If any brand has attained its popularity and genuinity in the market, then it is important for that brand ti commercially protect it from being misused by any thor parties. Therefore Intellectual Property protects these brands from being misused.
But many times the original brand’s replica or duplicate products are sold in the market at an inferior quality than of the original product which created confusion amongst the potential consumers. Counterfeit products tend to have fake logos and brands in it. Therefore Trademarks and Copyright Act is there to protect the original brand from being commercially exploited.
Trademark Act, 1999 and Copyright Act, 1957 provides for remedies and actions against the Intellectual property rights.
Protection Under Trademark Act, 1999
Section 103 and 04 of Trademarks Act, 1999 provides imprisonment for term not less than six months which may be extended to three years with fine up to Rs. 2 Lakh if anyone is found for false application of Trademark and selling of goods of which false trademark has been applied. Section 115 of the act empowers police officials for the process of search and seizure of any such products which class for action against infringement of the Trademark. For doing such raids and seizure of products police officials must obtain a certificate of opinion from the registrar. However, the registrar has full discretion to decide on the same.

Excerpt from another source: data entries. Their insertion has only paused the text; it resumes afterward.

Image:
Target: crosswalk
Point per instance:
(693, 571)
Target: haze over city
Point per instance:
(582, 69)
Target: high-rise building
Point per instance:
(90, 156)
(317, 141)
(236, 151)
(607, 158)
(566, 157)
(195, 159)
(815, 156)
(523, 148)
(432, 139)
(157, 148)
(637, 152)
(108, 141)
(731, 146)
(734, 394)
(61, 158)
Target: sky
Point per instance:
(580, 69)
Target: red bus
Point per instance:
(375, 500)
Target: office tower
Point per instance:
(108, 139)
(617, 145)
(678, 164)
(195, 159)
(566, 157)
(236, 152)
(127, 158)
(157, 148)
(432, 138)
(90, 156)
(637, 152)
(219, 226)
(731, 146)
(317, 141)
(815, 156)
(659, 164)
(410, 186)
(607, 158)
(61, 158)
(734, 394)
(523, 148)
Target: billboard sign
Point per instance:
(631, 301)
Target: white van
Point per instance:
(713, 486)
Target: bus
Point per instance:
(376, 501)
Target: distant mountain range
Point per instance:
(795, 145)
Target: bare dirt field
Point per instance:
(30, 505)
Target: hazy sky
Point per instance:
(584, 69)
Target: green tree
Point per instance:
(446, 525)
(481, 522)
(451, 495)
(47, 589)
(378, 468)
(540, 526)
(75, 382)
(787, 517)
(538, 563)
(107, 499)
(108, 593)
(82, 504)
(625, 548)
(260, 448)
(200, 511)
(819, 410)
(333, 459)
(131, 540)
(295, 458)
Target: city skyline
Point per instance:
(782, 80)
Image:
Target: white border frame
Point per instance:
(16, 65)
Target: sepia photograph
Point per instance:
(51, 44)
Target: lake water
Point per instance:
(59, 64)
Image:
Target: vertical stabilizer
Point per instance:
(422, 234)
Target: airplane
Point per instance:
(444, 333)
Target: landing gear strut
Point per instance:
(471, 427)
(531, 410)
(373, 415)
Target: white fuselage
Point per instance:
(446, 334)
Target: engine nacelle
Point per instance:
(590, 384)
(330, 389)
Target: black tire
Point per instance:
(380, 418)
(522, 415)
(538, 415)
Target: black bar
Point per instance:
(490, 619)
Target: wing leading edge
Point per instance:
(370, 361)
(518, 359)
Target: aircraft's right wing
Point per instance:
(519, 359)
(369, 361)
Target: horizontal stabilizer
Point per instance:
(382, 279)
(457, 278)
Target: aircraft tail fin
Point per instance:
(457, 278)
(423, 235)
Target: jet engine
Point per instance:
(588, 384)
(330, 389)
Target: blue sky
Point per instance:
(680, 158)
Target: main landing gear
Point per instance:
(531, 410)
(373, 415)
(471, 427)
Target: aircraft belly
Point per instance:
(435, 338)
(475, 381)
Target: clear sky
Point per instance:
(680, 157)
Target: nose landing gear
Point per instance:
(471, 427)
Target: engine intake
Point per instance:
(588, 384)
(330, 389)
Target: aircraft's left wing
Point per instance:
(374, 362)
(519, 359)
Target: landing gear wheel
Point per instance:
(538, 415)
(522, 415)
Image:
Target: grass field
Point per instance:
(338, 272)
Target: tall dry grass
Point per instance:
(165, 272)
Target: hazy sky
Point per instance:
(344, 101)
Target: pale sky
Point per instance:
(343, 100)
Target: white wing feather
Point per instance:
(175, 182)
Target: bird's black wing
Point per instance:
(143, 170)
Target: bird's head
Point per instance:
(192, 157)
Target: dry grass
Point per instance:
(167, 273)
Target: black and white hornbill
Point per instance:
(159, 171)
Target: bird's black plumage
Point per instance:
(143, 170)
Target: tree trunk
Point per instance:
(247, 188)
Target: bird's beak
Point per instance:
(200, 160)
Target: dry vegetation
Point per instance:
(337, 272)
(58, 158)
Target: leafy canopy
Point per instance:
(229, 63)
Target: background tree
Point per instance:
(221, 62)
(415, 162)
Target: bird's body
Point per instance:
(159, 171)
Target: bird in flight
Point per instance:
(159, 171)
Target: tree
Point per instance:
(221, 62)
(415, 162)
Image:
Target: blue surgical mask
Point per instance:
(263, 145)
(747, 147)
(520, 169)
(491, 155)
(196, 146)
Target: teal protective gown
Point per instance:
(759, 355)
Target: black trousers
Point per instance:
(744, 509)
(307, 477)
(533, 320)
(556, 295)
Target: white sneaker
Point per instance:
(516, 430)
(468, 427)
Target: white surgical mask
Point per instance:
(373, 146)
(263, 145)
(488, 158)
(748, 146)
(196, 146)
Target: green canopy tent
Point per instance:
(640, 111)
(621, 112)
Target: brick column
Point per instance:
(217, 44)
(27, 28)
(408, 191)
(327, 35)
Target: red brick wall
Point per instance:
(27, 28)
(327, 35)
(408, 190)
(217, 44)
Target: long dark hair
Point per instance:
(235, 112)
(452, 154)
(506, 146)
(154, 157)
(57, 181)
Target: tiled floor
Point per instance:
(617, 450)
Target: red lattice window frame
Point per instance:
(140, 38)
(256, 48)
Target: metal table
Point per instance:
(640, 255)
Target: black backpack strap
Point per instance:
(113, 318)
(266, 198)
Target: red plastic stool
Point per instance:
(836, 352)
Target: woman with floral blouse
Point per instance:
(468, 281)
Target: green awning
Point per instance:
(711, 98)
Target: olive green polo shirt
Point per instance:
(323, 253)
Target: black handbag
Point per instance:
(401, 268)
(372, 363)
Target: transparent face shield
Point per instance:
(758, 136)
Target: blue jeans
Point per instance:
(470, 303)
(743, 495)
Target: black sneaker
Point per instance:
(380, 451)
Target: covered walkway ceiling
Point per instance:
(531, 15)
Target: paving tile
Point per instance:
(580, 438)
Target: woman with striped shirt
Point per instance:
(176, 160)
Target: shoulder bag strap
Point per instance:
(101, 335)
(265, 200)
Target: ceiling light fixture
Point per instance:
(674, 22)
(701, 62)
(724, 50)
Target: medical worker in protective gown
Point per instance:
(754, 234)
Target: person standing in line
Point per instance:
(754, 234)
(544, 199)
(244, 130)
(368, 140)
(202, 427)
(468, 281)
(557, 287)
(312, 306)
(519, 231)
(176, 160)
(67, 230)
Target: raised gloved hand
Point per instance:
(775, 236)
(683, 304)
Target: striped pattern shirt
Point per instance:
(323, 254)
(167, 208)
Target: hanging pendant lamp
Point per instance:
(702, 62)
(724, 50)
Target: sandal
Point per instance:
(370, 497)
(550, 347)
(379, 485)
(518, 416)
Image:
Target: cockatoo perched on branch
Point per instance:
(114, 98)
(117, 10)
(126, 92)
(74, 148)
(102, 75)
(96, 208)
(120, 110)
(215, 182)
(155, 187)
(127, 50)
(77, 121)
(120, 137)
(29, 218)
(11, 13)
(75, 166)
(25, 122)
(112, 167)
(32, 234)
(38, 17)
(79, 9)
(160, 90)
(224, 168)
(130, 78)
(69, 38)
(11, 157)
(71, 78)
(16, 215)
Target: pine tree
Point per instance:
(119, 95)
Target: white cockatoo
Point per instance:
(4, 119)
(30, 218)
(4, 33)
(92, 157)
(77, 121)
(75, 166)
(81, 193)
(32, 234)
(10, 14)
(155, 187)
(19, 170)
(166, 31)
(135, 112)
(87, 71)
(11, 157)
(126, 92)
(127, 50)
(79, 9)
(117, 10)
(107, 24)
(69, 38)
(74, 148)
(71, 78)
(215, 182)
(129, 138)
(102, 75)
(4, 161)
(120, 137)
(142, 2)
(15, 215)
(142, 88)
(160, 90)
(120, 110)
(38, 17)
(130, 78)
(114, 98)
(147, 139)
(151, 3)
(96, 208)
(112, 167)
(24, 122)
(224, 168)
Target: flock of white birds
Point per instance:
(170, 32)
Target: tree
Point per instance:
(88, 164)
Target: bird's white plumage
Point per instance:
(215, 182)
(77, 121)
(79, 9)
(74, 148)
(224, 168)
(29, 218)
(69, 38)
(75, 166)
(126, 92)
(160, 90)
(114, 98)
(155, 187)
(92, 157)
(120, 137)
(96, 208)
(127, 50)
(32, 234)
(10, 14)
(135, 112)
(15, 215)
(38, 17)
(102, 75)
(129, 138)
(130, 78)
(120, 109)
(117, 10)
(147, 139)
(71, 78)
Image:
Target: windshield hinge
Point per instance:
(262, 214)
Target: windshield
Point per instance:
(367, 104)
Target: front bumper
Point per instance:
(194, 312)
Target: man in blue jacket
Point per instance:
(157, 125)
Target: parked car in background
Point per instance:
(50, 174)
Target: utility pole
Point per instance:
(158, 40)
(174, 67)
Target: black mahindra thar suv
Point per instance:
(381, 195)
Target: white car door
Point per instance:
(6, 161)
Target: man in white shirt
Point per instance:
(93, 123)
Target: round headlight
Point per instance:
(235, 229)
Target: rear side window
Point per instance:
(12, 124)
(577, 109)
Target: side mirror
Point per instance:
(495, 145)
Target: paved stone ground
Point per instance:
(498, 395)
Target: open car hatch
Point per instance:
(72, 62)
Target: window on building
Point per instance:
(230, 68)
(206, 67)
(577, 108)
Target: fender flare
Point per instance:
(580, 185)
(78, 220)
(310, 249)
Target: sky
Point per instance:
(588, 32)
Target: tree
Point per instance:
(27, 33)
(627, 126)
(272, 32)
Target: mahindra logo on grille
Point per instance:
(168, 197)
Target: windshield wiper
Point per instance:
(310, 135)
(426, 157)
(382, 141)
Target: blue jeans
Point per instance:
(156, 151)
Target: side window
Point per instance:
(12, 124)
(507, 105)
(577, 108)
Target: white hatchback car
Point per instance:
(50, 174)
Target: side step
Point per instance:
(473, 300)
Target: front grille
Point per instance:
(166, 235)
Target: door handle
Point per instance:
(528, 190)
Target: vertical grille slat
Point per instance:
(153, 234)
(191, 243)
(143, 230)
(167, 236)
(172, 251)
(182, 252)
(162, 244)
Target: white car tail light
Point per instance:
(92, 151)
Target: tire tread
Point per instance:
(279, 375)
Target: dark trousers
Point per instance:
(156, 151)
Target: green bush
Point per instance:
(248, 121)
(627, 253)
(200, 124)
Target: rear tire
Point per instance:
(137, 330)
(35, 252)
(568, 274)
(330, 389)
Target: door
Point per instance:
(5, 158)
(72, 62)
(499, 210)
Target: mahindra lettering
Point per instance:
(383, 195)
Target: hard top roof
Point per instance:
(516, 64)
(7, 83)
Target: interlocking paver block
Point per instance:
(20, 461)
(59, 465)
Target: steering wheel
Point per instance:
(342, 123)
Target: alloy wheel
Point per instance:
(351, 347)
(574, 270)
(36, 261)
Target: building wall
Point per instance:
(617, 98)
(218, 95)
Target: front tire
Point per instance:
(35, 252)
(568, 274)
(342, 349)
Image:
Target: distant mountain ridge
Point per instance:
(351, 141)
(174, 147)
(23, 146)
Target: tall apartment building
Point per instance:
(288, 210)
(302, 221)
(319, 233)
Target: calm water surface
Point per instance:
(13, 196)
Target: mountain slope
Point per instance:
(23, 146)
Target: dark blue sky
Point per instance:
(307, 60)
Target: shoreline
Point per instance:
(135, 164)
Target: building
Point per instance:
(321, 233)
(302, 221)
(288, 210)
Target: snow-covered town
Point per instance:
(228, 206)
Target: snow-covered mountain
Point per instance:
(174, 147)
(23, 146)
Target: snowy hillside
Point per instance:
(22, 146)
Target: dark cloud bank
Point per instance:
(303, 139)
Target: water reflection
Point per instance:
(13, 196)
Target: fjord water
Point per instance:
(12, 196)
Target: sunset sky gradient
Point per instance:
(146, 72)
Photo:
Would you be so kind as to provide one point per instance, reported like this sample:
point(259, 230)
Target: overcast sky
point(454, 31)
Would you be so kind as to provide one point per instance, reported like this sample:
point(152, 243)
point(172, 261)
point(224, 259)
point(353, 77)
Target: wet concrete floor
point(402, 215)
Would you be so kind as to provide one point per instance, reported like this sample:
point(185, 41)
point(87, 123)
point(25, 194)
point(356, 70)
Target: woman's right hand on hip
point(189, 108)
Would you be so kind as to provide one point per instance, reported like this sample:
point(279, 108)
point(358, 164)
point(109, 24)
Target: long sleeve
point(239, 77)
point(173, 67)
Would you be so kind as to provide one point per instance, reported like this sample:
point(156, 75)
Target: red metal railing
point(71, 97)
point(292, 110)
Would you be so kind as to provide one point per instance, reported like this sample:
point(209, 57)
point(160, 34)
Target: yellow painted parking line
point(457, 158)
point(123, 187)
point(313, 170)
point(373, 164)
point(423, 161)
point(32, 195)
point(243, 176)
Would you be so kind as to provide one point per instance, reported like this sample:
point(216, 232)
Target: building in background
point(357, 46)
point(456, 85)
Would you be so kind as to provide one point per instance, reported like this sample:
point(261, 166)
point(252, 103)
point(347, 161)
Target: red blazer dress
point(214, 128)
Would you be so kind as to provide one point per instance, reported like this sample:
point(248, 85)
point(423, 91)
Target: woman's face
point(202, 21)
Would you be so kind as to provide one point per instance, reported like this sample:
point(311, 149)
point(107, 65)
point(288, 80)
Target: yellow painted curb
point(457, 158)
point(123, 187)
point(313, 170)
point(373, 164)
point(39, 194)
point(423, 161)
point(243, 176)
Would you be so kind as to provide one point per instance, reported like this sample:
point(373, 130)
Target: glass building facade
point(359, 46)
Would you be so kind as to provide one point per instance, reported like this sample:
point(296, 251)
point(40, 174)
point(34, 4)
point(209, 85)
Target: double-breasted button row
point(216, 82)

For the purpose of taking fast forward action against the infringement, the proprietor should opt for the criminal action. The proprietor should file a criminal complaint under section 156 of the code of criminal procedure. Sub section 3 of section 156 provides that if any police official refuses to lodge an FIR or a criminal complaint, the aggrieved party can file a complaint before the Magistrate, procedure w.r.t. Which is laid down unders section 190 of the code of criminal procedure, 1973.
Search warrant can be obtained by directly approaching the magistrate court, the procedure of which has been laid down under section 93 of the Code of Criminal Procedure, 1973.
Many times the identity of the infringer is not known therefore, according to section 93 and 94 of the Crpc one can request for initiation of a search and seizure proceedings against known and unknown persons.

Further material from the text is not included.